This invention generally relates to automatic methods for ensuring stability of a control system for which the direction and magnitude of the response to a command input is unknown or uncertain.
As used herein, the term “control system” means a device or set of devices that manage, command, direct or regulate the behavior of other devices, equipment or systems (hereinafter “plant”). Although the embodiment disclosed herein has particular application to control of the rotation of a spacecraft about an axis, the control method disclosed and claimed herein has application to plant other than spacecraft, such as electric motors or servomechanisms.

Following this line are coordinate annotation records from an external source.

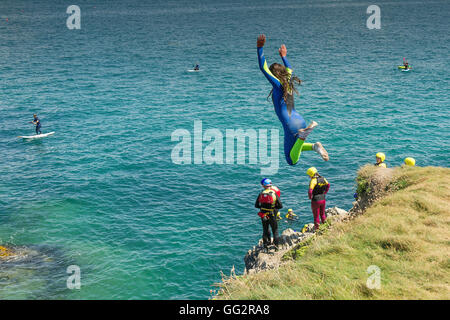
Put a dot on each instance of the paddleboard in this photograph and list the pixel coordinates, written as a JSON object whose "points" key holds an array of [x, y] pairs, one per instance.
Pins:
{"points": [[36, 136]]}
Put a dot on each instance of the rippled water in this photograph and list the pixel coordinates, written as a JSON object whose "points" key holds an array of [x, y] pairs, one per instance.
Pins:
{"points": [[103, 192]]}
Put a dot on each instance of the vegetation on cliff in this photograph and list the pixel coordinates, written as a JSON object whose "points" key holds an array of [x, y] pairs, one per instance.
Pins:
{"points": [[398, 234]]}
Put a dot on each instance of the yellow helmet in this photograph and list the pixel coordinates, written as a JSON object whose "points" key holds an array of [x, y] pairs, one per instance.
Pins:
{"points": [[410, 162], [381, 155], [311, 172]]}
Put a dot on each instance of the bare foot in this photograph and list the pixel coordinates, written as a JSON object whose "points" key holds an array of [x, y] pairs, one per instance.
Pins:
{"points": [[318, 147]]}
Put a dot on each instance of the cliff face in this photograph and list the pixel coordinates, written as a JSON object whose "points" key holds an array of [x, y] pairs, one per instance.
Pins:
{"points": [[396, 238], [258, 258]]}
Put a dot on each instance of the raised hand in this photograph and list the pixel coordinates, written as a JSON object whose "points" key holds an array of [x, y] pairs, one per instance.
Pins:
{"points": [[261, 41], [282, 51]]}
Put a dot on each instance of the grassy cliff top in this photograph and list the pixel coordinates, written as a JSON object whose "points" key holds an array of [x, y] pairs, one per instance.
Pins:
{"points": [[401, 239]]}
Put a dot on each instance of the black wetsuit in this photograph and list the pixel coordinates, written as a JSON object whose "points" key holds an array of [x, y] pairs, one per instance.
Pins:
{"points": [[270, 220]]}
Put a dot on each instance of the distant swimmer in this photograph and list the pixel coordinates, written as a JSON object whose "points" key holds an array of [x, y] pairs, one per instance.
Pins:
{"points": [[295, 129], [291, 215], [37, 123], [411, 162], [380, 157], [318, 188], [269, 203], [405, 66]]}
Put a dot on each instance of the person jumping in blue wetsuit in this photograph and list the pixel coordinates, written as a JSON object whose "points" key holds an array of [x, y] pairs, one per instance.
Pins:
{"points": [[295, 129], [37, 123]]}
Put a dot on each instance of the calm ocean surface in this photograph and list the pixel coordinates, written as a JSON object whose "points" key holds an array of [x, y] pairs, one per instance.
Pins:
{"points": [[104, 194]]}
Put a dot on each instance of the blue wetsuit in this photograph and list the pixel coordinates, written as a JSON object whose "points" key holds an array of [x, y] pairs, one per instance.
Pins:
{"points": [[291, 120]]}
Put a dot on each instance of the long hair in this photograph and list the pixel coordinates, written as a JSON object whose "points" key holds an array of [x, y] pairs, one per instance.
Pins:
{"points": [[287, 81]]}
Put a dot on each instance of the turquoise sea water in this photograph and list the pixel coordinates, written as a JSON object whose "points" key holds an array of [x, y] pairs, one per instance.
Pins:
{"points": [[104, 194]]}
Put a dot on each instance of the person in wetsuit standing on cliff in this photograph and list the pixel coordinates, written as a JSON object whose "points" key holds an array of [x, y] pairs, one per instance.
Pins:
{"points": [[318, 188], [269, 203]]}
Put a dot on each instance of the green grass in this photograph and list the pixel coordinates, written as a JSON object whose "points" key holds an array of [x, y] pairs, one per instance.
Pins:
{"points": [[404, 233]]}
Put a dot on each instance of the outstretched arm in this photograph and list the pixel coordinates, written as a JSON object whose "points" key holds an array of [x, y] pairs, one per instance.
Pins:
{"points": [[263, 64], [283, 53]]}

Adaptive control offers excellent robustness to errors in control actuator magnitude and misalignment. These errors can stem from a host of sources such as mischaracterization of the control actuators, misalignment during assembly, and failures or degradation in the hardware. Additionally, there have been developments on using adaptive control to provide robustness to errors in the sign on the control actuator.
While not common, there have been several space missions that have encountered such an error, which can be caused by incorrect mounting of the hardware or miswiring during assembly. Correcting for this error requires substantial ground intervention since the typical attitude control law will destabilize the closed loop system under a sign error.
In particular, there have been instances where a reaction wheel of a spacecraft has been miswired during assembly, causing the reaction wheel to respond in the opposite direction to the commanded direction. One solution to this problem is to perform detailed ground testing to verify correct installation of control actuators, such as reaction wheels, as well as to characterize their effectiveness. However, ground testing does not always detect a reversed actuator.
Another solution is to perform on-orbit testing by sending open-loop commands to the spacecraft to either verify the expected response and/or perform system identification using the response. On-orbit open-loop testing and identification requires ground interaction which is cost and schedule intensive. In one known instance, reaction wheel miswiring on a spacecraft required substantial ground intervention to correct.
Without ground intervention, a reversed reaction wheel will result in system instability and potential loss of the spacecraft. Therefore it would be advantageous to provide an autonomous feedback control system to adapt to such error, thereby safeguarding against a potentially catastrophic loss.
Thus, there is a need for an adaptive control method that provides the ability to address control uncertainties in both the sign and magnitude of the control power of the system to ensure stability and command tracking. The adaptive control system must also function correctly and remain internally stable in spite of control limits, e.g., maximum reaction wheel torque.